Dear Etiquetteer:
I recently met a woman and her husband socially. Initially, I was fascinated by them. She has many similar interests to mine. I admire his career. I thought it would be the beginning of a nice friendship.
After further acquaintance, I find her overbearing. She calls me too frequently and I usually feel that she has an ulterior motive and wants something from me. He has been fine for the most part but the one time I saw him drinking, he was a little aggressive. I am a very patient person and I tend to attract people who are dramatic and need an audience.
I am trying to ease out of this friendship, but I’m trying to figure out how to do this. Is it acceptable to ghost them or do I have to explicitly tell them that I do not want to continue the friendship? Or can I just say I am "busy" each time they contact me?
Dear Friendly Ghost:
It’s a terrible thing to believe that your company is not really wanted for itself. Etiquetteer sympathizes. Boundaries are healthy, and you just need a little help setting them, and maintaining them, with Perfect Propriety. Etiquetteer appreciates that you don’t want to be hurtful, but need your freedom.
Ghosting, which Psychology Today defines as “abruptly ending communication with someone without explanation,” feels a bit cowardly unless violence is involved. Often in abusive relationships, disappearing without a trace is essential for one’s safety. Since your new social friends are not compromising your physical safety or security, a subtler strategy is needed.
Unobtrusively reduce your contact with this couple. Let all the calls go to voicemail, maybe taking one a week. Decline the invitations, always with Infinite Regret, but with greater brevity. Be careful not to use standard phrases like “I’m so sorry we haven’t seen each other lately” when that’s exactly what you want to avoid. Cloak yourself in an air of mystery, e.g. “There are a couple projects that have really taken up a lot of my time. I wish I could say more.” Etiquetteer can’t quite imagine what your friend’s “ulterior motives” might be — this sounds vaguely like the start of a horror movie — but once you know what they are, gently and consistently express disinterest.

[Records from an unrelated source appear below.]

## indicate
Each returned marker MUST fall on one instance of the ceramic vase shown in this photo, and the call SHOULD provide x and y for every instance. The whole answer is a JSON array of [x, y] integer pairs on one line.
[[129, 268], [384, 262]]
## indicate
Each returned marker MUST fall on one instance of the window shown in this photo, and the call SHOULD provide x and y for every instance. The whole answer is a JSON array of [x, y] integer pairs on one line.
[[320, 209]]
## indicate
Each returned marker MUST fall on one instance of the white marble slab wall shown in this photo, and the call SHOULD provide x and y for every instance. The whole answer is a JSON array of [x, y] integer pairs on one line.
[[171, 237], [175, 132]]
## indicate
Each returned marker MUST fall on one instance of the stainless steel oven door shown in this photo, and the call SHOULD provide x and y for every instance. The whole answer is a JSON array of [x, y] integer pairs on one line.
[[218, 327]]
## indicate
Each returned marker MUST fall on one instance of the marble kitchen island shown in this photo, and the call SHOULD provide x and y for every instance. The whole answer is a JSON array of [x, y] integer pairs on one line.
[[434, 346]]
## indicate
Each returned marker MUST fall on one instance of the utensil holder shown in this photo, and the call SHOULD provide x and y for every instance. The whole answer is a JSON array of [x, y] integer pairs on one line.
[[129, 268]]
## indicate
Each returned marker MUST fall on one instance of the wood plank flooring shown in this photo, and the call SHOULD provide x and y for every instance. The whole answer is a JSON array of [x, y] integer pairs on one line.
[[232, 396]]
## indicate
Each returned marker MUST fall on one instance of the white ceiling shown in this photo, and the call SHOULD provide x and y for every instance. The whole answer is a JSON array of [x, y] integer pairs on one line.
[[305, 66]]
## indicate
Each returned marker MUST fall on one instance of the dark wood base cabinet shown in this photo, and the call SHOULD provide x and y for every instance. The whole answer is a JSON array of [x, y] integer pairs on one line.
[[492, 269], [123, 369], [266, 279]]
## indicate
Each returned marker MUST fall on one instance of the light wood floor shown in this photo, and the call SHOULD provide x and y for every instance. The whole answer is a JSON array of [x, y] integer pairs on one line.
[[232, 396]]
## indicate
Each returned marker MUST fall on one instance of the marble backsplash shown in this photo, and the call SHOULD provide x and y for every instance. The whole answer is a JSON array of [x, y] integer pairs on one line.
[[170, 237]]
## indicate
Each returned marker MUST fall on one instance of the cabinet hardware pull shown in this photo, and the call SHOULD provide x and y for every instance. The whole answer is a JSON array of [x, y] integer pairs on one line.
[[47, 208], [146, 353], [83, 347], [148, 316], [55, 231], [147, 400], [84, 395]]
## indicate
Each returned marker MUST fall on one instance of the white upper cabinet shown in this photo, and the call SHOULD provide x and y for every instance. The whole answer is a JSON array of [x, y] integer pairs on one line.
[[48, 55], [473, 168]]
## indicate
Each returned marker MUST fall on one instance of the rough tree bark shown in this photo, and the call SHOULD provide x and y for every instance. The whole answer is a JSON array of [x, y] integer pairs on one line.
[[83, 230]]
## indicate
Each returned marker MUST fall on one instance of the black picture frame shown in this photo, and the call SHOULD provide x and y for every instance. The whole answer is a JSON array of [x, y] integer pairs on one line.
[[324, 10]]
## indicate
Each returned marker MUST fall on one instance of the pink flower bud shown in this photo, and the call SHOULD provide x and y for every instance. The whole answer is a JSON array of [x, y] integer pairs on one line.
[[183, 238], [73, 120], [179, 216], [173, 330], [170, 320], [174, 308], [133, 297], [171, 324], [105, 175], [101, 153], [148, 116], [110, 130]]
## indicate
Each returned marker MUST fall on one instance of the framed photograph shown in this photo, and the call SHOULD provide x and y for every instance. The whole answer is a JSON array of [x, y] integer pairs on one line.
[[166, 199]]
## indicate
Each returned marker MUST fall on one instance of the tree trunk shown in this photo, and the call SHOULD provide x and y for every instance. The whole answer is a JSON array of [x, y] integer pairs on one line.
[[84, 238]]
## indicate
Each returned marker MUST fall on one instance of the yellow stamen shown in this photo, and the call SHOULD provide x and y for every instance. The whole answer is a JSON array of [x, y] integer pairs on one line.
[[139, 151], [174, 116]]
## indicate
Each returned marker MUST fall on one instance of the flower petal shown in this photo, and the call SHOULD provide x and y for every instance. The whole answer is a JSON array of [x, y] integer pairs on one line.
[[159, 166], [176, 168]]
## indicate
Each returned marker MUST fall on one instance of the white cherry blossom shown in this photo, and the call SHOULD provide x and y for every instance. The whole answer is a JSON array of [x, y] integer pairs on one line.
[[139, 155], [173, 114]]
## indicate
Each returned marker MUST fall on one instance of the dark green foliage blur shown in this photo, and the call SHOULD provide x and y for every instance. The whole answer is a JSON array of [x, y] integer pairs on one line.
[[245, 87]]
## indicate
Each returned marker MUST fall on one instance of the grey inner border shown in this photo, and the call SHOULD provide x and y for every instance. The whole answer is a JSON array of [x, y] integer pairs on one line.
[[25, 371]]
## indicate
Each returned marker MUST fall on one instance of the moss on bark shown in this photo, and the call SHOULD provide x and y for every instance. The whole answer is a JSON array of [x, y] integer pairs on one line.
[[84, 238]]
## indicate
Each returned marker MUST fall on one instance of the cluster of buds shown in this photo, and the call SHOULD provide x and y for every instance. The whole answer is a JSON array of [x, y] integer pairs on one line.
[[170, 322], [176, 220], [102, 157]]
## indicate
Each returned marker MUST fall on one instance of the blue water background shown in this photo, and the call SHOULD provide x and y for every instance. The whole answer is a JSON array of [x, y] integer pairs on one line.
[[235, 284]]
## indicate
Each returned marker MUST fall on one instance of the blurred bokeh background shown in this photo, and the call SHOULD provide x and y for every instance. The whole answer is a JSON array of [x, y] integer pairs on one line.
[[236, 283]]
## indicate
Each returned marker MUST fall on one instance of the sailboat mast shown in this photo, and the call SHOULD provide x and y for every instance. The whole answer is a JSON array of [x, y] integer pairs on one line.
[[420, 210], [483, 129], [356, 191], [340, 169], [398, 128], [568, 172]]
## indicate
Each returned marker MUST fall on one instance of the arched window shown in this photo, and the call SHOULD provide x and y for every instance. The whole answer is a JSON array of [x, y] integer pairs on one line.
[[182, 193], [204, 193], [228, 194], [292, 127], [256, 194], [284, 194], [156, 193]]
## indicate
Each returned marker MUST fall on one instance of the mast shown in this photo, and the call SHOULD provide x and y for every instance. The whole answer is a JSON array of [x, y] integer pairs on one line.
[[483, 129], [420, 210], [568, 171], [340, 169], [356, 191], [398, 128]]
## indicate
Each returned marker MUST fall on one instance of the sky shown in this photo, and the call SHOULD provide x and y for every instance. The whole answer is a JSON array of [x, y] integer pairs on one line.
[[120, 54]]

Should your new friends confront you directly — “You never take my calls any more and we never see you!” — this is still the line to take, that you have other calls on your time that are keeping you away from almost everyone. Don’t apologize; instead, try “Thanks so much for your understanding.” Eventually, they’ll take the hint and reach out less often.
Etiquetteer thinks it’s important to emphasize that ghosting is different from the old custom of cutting. Cutting is a deliberate and very public attempt to insult someone. Ghosting, while difficult, remains out of the public eye.
Etiquetteer wishes you success and calm as you extricate yourself from this social relationship.